В разгар войны крестьяне Закудемского стана были особенно уверены в победе. Это они кричали громче всех: «Нижний нам, конечно, сдастся!» Теперь они болезненней других переносили тяжесть поражения и ожидание расплаты. Она бы давно настигла их, если бы после разгрома войска Максима Осипова они, как большинство крестьян, вышли из леса.
Всю осень на правобережье Волги не только мужчины, но женщины и дети тысячными толпами скрывались от воевод. Леонтьев и Щербатов отлавливали, загоняли их и приводили к крестному целованью. Взятых с оружием и просто уличенных в бунте казнили смертью, калечили кнутом и отрубанием рук и пальцев. Закудемские крестьяне, семей пятнадцать — двадцать, договорились укрыться в одном овражистом урочище, в верховьях речки Кудьмы.
Глубокие снега отгородили их от родных деревень и села с губным старостой — выборным из дворян, ведавшим дела о душегубстве, разбое, воровстве, как стали называть неподчинение властям. Еще до рождества ненастными ночами вывезли они из своих заброшенных домов припас — зерно, капусту, репу. Скотину по большей части закололи и заморозили, оставив пяток смирных телок и бычка. Брезжила у них надежда, что если продержаться в безвестности одно лето, посеяв на лесных делянах немного ячменя, то все как-нибудь образуется: либо о них забудут, либо удастся уйти на дальние и вольные земли. В вольные земли крестьяне верили так же определенно, как в бога, только не знали, где они. Отец Иван, они считали, знает.

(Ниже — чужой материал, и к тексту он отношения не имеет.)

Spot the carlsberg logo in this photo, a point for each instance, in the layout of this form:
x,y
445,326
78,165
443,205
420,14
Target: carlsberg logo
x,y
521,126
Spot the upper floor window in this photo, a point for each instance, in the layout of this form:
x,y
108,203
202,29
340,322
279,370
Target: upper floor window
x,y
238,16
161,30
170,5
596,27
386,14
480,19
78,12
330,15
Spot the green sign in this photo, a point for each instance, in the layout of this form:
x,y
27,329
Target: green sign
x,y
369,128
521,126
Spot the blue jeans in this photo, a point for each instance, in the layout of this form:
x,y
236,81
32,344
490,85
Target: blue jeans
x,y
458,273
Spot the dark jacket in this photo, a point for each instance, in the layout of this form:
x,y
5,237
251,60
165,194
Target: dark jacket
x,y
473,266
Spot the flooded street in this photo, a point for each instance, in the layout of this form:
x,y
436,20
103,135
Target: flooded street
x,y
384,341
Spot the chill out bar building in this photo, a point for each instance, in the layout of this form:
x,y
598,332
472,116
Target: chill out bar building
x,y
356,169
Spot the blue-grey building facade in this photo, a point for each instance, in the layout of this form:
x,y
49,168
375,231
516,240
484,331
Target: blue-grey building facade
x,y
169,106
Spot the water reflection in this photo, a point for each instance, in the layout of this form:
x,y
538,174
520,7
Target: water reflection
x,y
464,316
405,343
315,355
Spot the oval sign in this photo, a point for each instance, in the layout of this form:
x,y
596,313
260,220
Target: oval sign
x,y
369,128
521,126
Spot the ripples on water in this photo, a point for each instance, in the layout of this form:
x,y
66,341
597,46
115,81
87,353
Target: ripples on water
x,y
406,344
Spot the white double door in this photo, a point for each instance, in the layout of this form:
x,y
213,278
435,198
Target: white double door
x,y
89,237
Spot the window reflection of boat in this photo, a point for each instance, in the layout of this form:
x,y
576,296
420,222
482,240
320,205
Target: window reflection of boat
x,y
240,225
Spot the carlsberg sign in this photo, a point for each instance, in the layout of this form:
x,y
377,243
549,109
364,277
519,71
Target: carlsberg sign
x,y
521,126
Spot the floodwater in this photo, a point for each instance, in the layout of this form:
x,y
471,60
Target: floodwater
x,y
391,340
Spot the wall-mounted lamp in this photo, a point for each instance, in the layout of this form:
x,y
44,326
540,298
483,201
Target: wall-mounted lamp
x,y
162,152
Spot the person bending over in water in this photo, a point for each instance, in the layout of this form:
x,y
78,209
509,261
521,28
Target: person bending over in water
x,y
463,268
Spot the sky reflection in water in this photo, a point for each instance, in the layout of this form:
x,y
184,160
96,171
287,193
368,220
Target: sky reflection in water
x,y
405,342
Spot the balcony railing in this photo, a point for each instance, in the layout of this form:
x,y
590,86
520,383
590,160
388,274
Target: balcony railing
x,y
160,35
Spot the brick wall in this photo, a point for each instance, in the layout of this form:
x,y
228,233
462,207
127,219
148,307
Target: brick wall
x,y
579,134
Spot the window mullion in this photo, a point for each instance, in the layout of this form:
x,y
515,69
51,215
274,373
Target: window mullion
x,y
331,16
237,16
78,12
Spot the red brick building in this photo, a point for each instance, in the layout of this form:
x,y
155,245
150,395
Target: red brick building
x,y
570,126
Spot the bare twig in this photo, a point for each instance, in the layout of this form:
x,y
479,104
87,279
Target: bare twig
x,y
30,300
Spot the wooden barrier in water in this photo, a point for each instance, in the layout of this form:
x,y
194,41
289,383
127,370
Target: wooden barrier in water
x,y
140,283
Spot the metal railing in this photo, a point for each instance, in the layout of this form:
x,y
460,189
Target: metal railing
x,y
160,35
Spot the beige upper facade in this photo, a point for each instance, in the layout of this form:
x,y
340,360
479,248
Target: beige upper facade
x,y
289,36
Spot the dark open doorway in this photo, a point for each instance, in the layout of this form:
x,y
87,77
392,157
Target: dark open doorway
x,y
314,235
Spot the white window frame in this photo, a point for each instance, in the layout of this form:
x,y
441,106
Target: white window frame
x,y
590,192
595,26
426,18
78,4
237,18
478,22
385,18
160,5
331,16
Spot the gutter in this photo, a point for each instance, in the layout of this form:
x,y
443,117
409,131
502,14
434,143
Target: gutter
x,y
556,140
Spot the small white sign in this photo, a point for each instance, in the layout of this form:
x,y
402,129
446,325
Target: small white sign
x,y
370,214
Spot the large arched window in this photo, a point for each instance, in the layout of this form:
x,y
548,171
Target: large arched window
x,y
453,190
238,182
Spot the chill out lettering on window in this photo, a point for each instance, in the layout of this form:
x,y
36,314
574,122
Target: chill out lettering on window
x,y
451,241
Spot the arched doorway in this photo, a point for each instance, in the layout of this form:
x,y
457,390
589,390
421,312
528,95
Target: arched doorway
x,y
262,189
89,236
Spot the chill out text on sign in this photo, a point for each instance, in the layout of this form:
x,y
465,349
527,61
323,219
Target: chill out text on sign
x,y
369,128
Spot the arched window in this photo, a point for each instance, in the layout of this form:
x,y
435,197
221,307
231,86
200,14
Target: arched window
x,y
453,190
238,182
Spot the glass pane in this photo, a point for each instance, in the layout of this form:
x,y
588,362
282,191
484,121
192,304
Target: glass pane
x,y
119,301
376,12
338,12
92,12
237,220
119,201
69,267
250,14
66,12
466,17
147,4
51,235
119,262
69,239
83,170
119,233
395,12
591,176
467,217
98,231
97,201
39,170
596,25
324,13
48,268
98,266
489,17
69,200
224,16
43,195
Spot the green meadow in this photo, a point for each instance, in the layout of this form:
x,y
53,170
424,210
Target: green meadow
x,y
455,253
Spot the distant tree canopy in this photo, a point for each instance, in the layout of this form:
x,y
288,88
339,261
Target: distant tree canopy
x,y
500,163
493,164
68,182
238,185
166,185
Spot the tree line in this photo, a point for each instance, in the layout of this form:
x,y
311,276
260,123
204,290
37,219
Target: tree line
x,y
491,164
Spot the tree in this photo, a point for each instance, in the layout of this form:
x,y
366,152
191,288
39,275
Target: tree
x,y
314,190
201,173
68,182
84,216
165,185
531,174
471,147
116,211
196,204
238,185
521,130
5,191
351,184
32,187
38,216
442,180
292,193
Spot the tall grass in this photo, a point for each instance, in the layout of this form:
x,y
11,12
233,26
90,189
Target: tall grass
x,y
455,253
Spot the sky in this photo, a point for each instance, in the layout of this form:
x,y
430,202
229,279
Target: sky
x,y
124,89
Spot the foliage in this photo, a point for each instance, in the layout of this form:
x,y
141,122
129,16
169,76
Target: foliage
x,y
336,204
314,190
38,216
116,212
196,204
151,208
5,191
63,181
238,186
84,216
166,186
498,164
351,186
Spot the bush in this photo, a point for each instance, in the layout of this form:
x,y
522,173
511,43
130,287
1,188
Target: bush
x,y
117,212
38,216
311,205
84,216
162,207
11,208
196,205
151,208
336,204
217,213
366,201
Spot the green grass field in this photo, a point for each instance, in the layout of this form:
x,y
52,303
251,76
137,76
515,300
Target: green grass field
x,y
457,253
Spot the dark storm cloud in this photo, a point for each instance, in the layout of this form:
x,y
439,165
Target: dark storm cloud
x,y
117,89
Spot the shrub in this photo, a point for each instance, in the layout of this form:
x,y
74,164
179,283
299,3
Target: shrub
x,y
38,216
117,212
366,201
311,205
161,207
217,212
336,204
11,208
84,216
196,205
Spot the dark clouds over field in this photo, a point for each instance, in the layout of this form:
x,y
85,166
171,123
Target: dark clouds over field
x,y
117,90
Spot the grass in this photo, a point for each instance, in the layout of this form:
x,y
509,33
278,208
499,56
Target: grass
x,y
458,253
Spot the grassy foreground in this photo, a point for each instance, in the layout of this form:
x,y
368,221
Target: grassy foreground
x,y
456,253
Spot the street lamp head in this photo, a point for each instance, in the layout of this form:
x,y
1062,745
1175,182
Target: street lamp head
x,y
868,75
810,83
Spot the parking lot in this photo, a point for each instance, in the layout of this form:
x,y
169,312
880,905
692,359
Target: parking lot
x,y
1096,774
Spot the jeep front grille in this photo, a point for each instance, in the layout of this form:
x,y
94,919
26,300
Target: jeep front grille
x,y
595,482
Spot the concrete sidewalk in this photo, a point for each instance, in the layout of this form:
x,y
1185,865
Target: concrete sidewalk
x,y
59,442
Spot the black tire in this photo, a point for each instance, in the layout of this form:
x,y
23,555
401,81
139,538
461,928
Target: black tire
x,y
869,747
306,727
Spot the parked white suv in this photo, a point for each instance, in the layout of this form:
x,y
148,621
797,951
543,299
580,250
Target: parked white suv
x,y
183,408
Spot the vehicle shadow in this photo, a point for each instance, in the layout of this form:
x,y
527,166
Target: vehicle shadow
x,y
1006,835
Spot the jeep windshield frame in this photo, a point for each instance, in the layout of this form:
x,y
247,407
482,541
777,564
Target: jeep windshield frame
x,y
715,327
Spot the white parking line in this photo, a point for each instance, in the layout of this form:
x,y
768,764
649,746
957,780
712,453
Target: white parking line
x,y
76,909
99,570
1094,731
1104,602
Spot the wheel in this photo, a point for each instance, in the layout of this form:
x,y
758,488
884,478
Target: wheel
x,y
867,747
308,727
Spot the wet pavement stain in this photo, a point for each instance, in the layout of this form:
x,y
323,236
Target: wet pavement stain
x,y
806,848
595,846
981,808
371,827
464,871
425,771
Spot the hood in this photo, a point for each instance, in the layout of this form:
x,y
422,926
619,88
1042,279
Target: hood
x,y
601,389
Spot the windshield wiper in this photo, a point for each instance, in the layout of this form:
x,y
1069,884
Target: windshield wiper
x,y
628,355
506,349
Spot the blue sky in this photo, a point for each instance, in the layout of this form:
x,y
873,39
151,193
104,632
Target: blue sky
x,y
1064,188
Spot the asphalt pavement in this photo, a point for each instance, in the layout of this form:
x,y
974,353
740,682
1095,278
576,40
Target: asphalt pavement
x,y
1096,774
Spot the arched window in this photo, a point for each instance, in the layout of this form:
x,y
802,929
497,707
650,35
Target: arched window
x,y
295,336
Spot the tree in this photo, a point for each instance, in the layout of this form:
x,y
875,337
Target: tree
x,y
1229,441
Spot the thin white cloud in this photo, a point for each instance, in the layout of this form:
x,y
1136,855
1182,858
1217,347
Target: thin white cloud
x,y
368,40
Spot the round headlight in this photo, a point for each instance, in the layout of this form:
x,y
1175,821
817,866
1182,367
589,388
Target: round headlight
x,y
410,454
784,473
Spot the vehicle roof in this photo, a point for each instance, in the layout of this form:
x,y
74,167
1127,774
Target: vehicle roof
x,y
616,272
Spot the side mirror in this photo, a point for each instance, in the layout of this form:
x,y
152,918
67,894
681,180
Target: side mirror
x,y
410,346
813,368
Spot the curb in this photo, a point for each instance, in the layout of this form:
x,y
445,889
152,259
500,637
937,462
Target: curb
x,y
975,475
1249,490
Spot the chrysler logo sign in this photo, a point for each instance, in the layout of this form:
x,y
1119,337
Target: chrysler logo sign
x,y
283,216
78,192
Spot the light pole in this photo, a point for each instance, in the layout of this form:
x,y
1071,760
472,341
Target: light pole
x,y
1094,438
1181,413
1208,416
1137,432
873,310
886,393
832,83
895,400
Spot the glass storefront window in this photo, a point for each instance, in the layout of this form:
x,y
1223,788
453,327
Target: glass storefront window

Жили в землянках, зерно хранили в ямах. К Максиму Осипову, а теперь — в лесное убежище ушли хозяйственные мужики, умевшие наладить жизнь. Только бы не мешали… В лесу было голодновато, но счастливо и вольно. Они достойно встретили и проводили рождество, на масленицу пекли ячменные блины — Григорий Яковлев как раз попал на них. С шестого марта в тот год пошел великий пост, крестьяне перешли на рыбу и капусту, благо ни молока, ни мяса не осталось. Рыбку ловили в озерных прорубях, протаскивая сети — способ древний и верный. Заранее приискивали поляны, где можно будет без пожога высеять ячмень: лишний дым был им ни к чему.
Но жить одним телесным человек не может. Он должен верить в собственную правоту перед людьми и богом. Господский бог остался в сельской церкви при скучном, жадном и малограмотном священнике. И стало пустовато на душе. Хотелось, чтобы умный и добрый человек убедил тебя, что тебя все-таки ждет спасение — без церкви, без икон в серебряных окладах и без разбавленного вина причастия.